In conclusion, the present study has demonstrated that an enzymatically stable enkephalin analog, DPDPE, can enter the brain via both saturable and nonsaturable uptake mechanisms, which can be described by Michaelis-Menten type kinetics with a K_m value of 45.5 ± 27.6 µM, a V_max value of 51.1 ± 13.2 pmol · min¹ · g¹ and a K_d value of 0.6 ± 0.3 µl · min¹ · g¹. In addition, the CSF uptake of [³H]DPDPE could not be self-inhibited (K_d = 0.9 ± 0.1 µl · min¹ · g¹).

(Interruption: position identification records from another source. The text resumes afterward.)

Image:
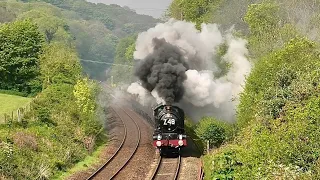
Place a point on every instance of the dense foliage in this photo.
(277, 119)
(214, 131)
(62, 127)
(94, 29)
(122, 70)
(20, 46)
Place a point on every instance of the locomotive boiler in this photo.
(169, 134)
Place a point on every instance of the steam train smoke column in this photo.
(163, 70)
(178, 63)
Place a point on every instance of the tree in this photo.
(20, 47)
(214, 131)
(85, 95)
(59, 64)
(197, 11)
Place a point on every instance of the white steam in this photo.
(203, 92)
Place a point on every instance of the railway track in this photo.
(167, 168)
(125, 152)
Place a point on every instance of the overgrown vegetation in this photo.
(62, 127)
(277, 125)
(94, 29)
(11, 103)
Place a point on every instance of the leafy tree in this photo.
(124, 56)
(197, 11)
(59, 64)
(85, 96)
(214, 131)
(20, 46)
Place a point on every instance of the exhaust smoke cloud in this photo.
(177, 64)
(163, 70)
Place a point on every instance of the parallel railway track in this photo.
(125, 152)
(167, 168)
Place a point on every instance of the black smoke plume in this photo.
(164, 70)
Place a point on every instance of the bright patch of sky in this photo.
(155, 8)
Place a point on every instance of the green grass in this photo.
(88, 162)
(9, 103)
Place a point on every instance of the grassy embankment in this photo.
(9, 103)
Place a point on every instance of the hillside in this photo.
(11, 103)
(94, 30)
(276, 132)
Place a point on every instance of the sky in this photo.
(153, 8)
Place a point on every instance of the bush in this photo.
(214, 131)
(278, 120)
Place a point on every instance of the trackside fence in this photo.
(17, 115)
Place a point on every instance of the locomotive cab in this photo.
(169, 133)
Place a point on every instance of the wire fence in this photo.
(17, 115)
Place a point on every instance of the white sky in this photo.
(153, 8)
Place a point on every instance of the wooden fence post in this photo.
(18, 114)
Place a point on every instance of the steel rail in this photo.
(136, 147)
(114, 155)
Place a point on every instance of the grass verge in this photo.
(9, 103)
(87, 163)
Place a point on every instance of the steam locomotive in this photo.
(169, 134)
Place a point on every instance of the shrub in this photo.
(214, 131)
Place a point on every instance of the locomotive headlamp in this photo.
(180, 142)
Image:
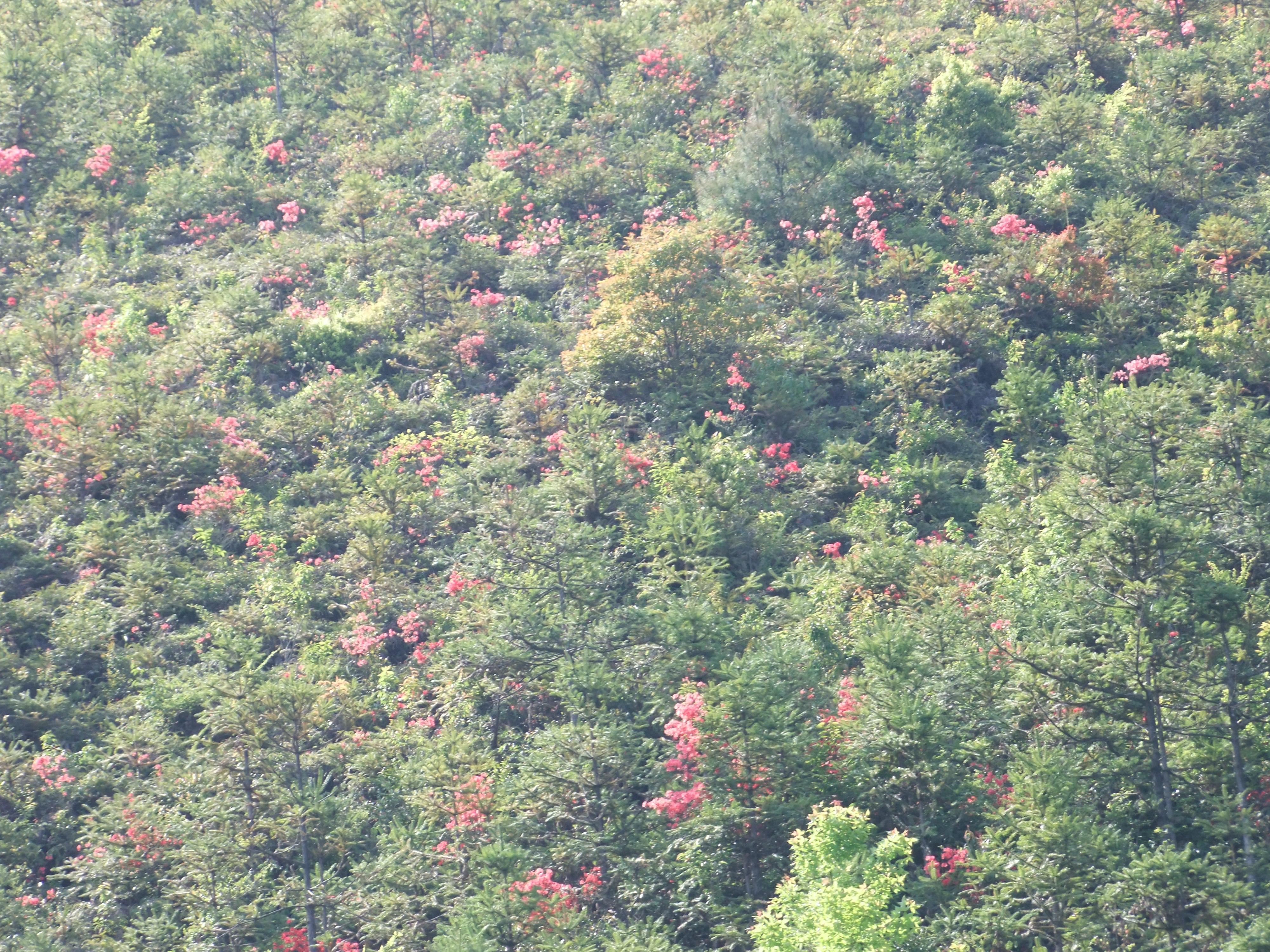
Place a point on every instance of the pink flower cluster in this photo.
(100, 163)
(277, 153)
(683, 729)
(1141, 365)
(11, 157)
(469, 347)
(868, 482)
(458, 585)
(51, 770)
(364, 640)
(100, 333)
(849, 703)
(446, 218)
(869, 230)
(1014, 227)
(530, 244)
(551, 898)
(440, 183)
(655, 64)
(778, 453)
(215, 498)
(946, 866)
(291, 211)
(678, 804)
(472, 803)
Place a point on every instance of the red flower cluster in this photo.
(100, 163)
(683, 729)
(11, 157)
(469, 347)
(214, 498)
(277, 153)
(1014, 227)
(1141, 365)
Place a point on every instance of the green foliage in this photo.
(845, 892)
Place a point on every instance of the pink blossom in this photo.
(100, 163)
(1140, 365)
(676, 804)
(229, 427)
(468, 348)
(277, 153)
(947, 865)
(100, 333)
(291, 211)
(683, 731)
(215, 498)
(448, 216)
(51, 770)
(868, 482)
(458, 585)
(869, 230)
(849, 703)
(637, 463)
(364, 640)
(11, 157)
(472, 803)
(1014, 227)
(655, 63)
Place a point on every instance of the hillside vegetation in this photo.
(523, 475)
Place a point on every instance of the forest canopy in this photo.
(653, 477)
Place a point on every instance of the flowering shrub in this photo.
(449, 216)
(1014, 227)
(100, 163)
(215, 498)
(229, 426)
(100, 333)
(1141, 365)
(469, 347)
(51, 770)
(11, 157)
(869, 230)
(291, 213)
(277, 153)
(683, 729)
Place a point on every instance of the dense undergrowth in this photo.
(482, 475)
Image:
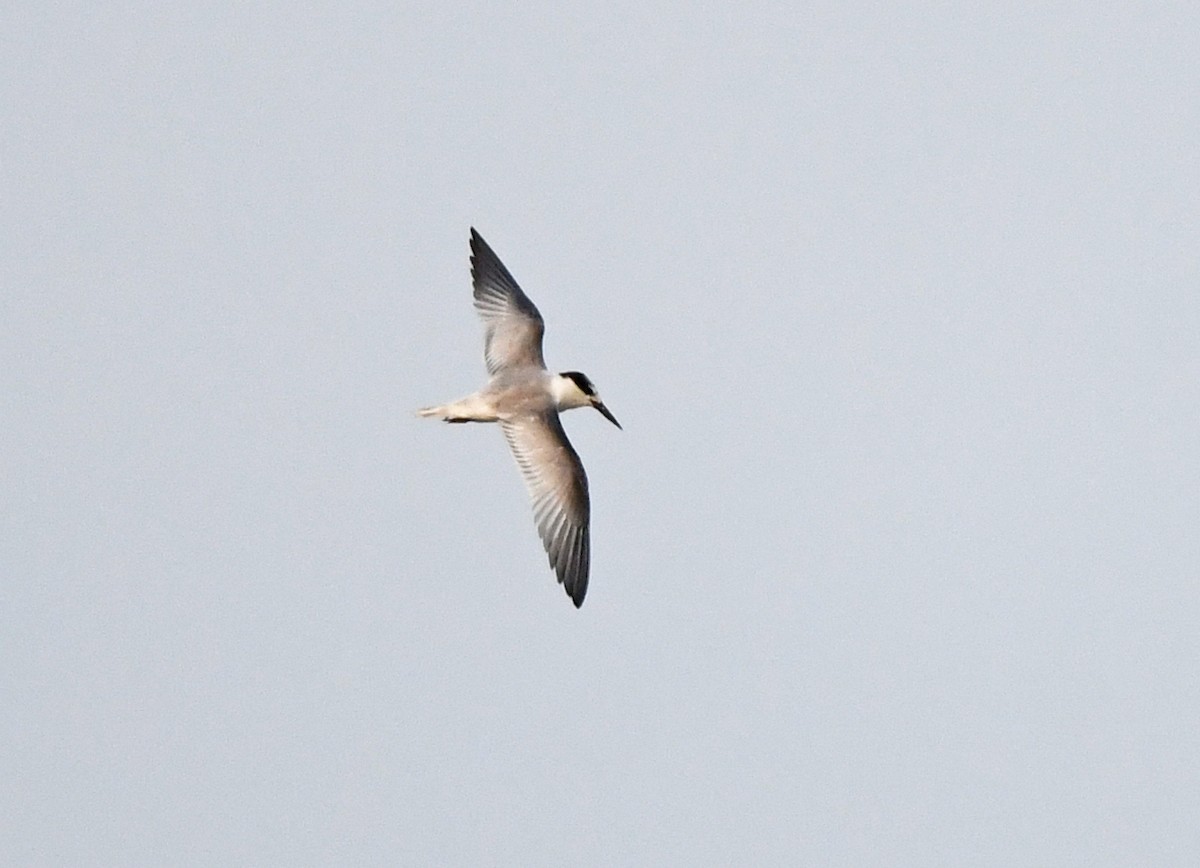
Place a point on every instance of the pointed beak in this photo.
(604, 411)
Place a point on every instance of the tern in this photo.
(526, 400)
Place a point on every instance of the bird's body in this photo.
(526, 400)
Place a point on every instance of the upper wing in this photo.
(514, 327)
(558, 488)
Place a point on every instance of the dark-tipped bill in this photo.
(604, 411)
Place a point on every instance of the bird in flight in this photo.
(526, 400)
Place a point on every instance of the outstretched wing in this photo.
(514, 327)
(558, 488)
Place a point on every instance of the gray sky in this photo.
(895, 561)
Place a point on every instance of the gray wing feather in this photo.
(558, 488)
(514, 327)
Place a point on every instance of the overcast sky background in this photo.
(895, 561)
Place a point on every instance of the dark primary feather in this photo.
(558, 488)
(513, 325)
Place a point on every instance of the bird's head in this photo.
(574, 389)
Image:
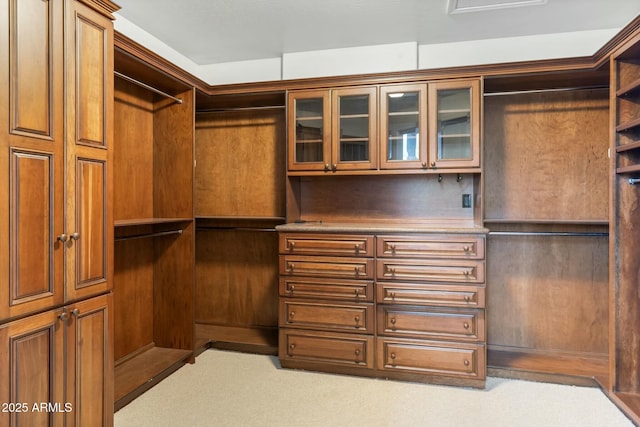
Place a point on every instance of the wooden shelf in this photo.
(628, 147)
(628, 89)
(137, 374)
(629, 169)
(148, 221)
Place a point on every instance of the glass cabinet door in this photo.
(309, 130)
(354, 129)
(403, 127)
(455, 128)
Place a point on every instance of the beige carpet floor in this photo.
(236, 389)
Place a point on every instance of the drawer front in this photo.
(327, 348)
(357, 318)
(431, 246)
(331, 289)
(326, 244)
(431, 323)
(432, 357)
(346, 268)
(431, 294)
(459, 271)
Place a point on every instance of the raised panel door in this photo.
(32, 159)
(32, 366)
(89, 355)
(89, 222)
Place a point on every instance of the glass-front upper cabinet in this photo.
(403, 126)
(309, 129)
(454, 124)
(332, 130)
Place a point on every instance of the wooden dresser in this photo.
(384, 302)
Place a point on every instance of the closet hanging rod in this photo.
(563, 89)
(146, 86)
(549, 233)
(224, 110)
(235, 229)
(143, 236)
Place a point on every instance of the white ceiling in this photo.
(223, 31)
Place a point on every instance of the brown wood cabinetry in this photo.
(625, 226)
(57, 262)
(427, 316)
(154, 227)
(334, 129)
(317, 328)
(458, 262)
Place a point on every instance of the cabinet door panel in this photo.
(89, 382)
(33, 56)
(91, 43)
(31, 362)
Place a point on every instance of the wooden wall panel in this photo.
(242, 169)
(548, 293)
(389, 198)
(173, 136)
(133, 148)
(237, 278)
(133, 295)
(546, 156)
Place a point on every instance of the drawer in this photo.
(327, 348)
(346, 268)
(331, 289)
(430, 294)
(357, 318)
(431, 357)
(431, 246)
(326, 244)
(461, 271)
(431, 323)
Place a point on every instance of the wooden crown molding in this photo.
(105, 7)
(576, 64)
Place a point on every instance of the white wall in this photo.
(378, 59)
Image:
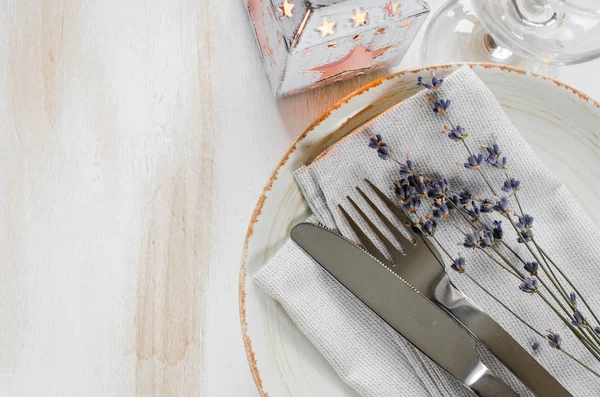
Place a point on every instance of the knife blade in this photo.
(418, 320)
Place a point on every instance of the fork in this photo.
(421, 265)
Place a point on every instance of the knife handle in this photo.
(488, 385)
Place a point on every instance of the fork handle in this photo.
(499, 342)
(488, 385)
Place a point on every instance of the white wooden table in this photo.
(135, 139)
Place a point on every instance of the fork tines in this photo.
(407, 245)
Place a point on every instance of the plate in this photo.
(559, 122)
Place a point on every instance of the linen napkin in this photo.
(368, 354)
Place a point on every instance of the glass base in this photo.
(456, 35)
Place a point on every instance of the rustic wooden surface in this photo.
(135, 139)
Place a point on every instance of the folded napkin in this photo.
(366, 353)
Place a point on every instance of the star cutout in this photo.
(358, 60)
(392, 8)
(256, 13)
(286, 9)
(326, 28)
(360, 17)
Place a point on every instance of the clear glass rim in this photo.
(569, 6)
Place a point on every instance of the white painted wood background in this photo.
(135, 138)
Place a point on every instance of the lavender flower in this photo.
(501, 206)
(532, 268)
(529, 285)
(427, 227)
(554, 339)
(440, 210)
(437, 83)
(457, 133)
(472, 240)
(466, 195)
(497, 231)
(525, 236)
(407, 168)
(525, 222)
(438, 189)
(472, 211)
(421, 188)
(573, 300)
(500, 164)
(454, 199)
(458, 264)
(413, 204)
(487, 205)
(487, 238)
(577, 319)
(403, 191)
(382, 148)
(421, 83)
(441, 106)
(493, 152)
(474, 162)
(511, 185)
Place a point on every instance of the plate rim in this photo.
(250, 355)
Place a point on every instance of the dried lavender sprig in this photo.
(581, 336)
(585, 366)
(586, 342)
(548, 270)
(572, 286)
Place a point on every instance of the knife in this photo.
(418, 320)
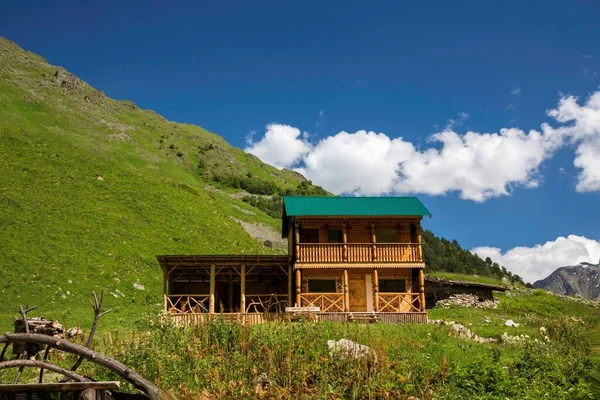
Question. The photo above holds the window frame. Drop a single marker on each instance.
(303, 235)
(381, 288)
(339, 232)
(309, 280)
(389, 229)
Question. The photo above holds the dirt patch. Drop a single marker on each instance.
(263, 233)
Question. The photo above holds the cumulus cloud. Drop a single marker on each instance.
(281, 146)
(539, 261)
(584, 131)
(478, 166)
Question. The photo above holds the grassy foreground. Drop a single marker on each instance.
(223, 361)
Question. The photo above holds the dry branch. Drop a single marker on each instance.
(115, 366)
(41, 364)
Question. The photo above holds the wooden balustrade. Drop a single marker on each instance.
(261, 303)
(400, 302)
(187, 303)
(358, 252)
(327, 302)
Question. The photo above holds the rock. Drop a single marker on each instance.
(345, 348)
(466, 300)
(77, 331)
(261, 382)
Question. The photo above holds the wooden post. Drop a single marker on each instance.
(243, 290)
(374, 241)
(346, 292)
(422, 289)
(289, 302)
(298, 288)
(297, 239)
(376, 290)
(165, 290)
(420, 248)
(211, 299)
(345, 240)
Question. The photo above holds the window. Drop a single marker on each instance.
(392, 285)
(321, 286)
(334, 236)
(386, 235)
(309, 235)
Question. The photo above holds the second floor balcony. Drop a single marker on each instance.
(358, 252)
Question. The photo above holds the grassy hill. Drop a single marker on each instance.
(91, 189)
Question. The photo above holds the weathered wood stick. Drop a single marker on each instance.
(41, 364)
(97, 305)
(117, 367)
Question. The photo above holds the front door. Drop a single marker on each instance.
(357, 289)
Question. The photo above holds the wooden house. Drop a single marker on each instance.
(348, 258)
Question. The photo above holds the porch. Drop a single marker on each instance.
(255, 289)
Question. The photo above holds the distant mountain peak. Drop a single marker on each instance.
(582, 279)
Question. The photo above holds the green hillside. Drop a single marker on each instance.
(92, 188)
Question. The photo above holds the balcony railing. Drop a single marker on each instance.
(399, 302)
(327, 302)
(187, 303)
(266, 303)
(359, 252)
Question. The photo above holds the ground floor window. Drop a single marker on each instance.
(321, 286)
(392, 285)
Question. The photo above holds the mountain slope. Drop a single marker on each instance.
(92, 188)
(582, 279)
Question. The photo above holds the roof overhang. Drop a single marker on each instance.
(359, 266)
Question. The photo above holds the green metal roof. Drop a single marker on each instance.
(349, 207)
(352, 206)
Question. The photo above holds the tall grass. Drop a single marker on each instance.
(225, 361)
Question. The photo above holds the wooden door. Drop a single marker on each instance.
(357, 289)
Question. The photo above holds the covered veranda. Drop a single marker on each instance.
(248, 287)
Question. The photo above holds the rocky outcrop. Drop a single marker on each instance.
(581, 280)
(467, 300)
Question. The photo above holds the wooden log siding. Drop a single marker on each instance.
(359, 252)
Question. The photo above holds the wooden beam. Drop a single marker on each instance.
(346, 292)
(345, 240)
(375, 290)
(165, 290)
(298, 288)
(211, 299)
(297, 239)
(422, 289)
(59, 387)
(290, 282)
(243, 289)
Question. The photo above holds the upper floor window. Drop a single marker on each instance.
(321, 286)
(392, 285)
(334, 236)
(386, 235)
(309, 235)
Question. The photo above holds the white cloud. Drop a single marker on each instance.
(539, 261)
(282, 146)
(478, 166)
(584, 130)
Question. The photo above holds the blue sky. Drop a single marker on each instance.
(396, 69)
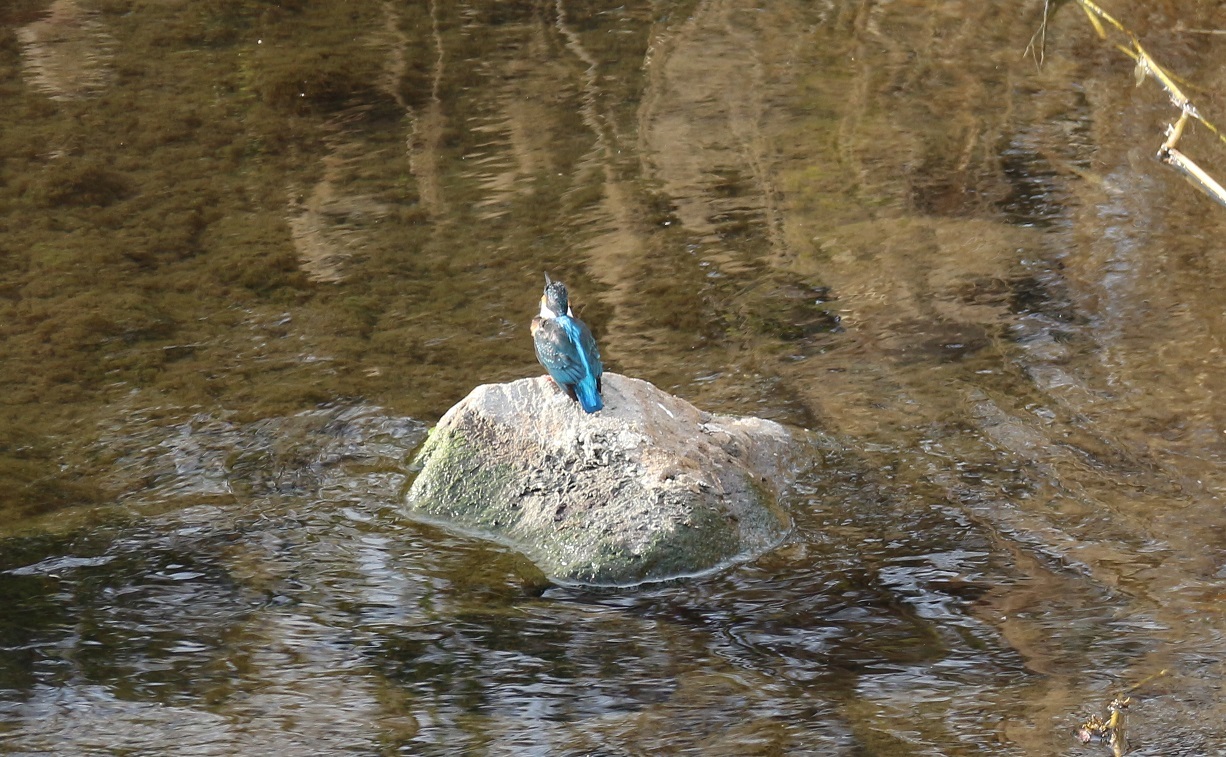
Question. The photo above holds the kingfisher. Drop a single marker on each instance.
(567, 349)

Further experiments revealed that [³H]DPDPE was not entering the CNS via the large neutral amino acid transporter, by binding to opioid receptors or by the leucine-enkephalin uptake system. It would also appear that although [³H]DPDPE is not in competition with either poly-L-lysine or insulin to enter the CNS, both substances do have significant effects on the uptake of [³H]DPDPE, and this may have valuable clinical implications. It is still unclear which saturable uptake mechanism is responsible for the entry of [³H]DPDPE into the CNS, but overall the results suggest a carrier-mediated transport system, which may be valuable for other peptide and nonpeptide drugs.